Dès qu’il a franchi la cuisine du restaurant gastronomique Le Pérolles, le chef Frédéric Martot a mis machinalement plusieurs imposantes casseroles sur le feu. Il est 8 h et nombre de plats, qui seront servis dans quelques heures, doivent mijoter longuement pour pouvoir libérer toutes leurs saveurs. À la tête de neuf personnes ce vendredi, le cuisinier a pour mission de préparer pas loin de 100 menus avec sa brigade. «C’est ça, la plus grande difficulté, confie-t-il, gérer les quantités.»

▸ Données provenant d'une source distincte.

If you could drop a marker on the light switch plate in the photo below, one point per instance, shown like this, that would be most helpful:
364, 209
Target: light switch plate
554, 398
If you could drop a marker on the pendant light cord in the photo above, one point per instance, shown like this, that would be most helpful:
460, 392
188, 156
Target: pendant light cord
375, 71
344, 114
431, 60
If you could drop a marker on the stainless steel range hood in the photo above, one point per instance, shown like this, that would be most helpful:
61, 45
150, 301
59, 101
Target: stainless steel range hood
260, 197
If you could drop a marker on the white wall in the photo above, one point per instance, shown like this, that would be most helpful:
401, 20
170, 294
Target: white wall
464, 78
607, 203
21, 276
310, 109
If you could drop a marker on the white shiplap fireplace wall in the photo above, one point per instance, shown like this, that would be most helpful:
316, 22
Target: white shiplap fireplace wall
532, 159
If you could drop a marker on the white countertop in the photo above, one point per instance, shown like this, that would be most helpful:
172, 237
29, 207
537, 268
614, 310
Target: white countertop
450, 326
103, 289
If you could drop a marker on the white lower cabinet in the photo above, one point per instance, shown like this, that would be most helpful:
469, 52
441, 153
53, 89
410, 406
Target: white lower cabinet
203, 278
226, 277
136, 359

Car le festin qui se prépare dans l’établissement étoilé à deux pas de la gare de Fribourg est gargantuesque. Ici, les réjouissances se célèbrent de jeudi à samedi depuis de longues années. La clientèle arrive vers midi et repart dans la soirée: 22 heures pour les plus téméraires.
La viande à l’honneur au Pérolles
Au départ, la bénichon était une fête religieuse qui célébrait la bénédiction de l’église paroissiale, avant de devenir une fête rurale marquant la fin des récoltes et la désalpe. Mais Frédéric Martot n’est pas tombé dans cette marmite-là étant enfant. En arrivant en Suisse, le cuisinier d’origine bretonne et martiniquaise a d’abord été initié à la fête populaire jurassienne de la Saint-Martin par le chef Georges Wenger au Noirmont avant de découvrir la tradition fribourgeoise.
«C’est uniquement autour du cochon que se décline la fête de la Saint-Martin en novembre. La bénichon, elle, propose du jambon mais aussi du bœuf et de l’agneau.» D’ailleurs, le plat préféré de Frédéric Martot au menu de ce jour est le parmentier d’agneau et sa sauce aux raisins de Corinthe. Si les plats traditionnels sont revisités, les marqueurs de la bénichon sont bien présents. Au menu: cinq plats (y compris l’apéritif), dont un pot-au-feu et une selle d’agneau, suivis de fromages fribourgeois avant de terminer avec de nombreuses douceurs (crème double, mignardises).
La brigade s’affaire dans une ambiance calme et studieuse. Les gestes pour garnir de petits cannellonis de betterave avec une farce de champignons sont minutieux. Tout doit être prêt à 11 h, car la brigade doit manger avant l’arrivée des premiers convives.
300 bricelets de la bénichon à réaliser
Depuis plus d’une heure, de délicates odeurs s’échappent des casseroles. Les poires à Botzi caramélisent sagement dans leur sirop, mais elles manquent d’eau. Parée de boucles d’oreilles au motif de la désalpe, Olivia y remédie. La principale tâche de la jeune Fribourgeoise – apprentie de 3e année – consiste à préparer 300 bricelets. Elle s’y est déjà mise mercredi, explique-t-elle, et elle n’en a «plus» qu’une centaine à réaliser. Son coup de main est indéniable: elle roule avec précision les biscuits tout juste sortis du fer à bricelet pour leur donner leur aspect de petit tube.
En salle, les tables sont presque prêtes. L’équipe a enfilé la chemise bleue d’armailli. La patronne, Françoise Ayer, a opté pour une robe traditionnelle. Son époux, en revanche, a gardé sa veste de cuisinier d’un blanc immaculé. En cuisine, Pierre Ayer s’occupe des petites cuchaules qu’il faut encore napper de beurre et de moutarde de Bénichon. «Pour moi la bénichon, c’est le partage. Le fait de manger en famille. La tradition. La danse. Le chant.»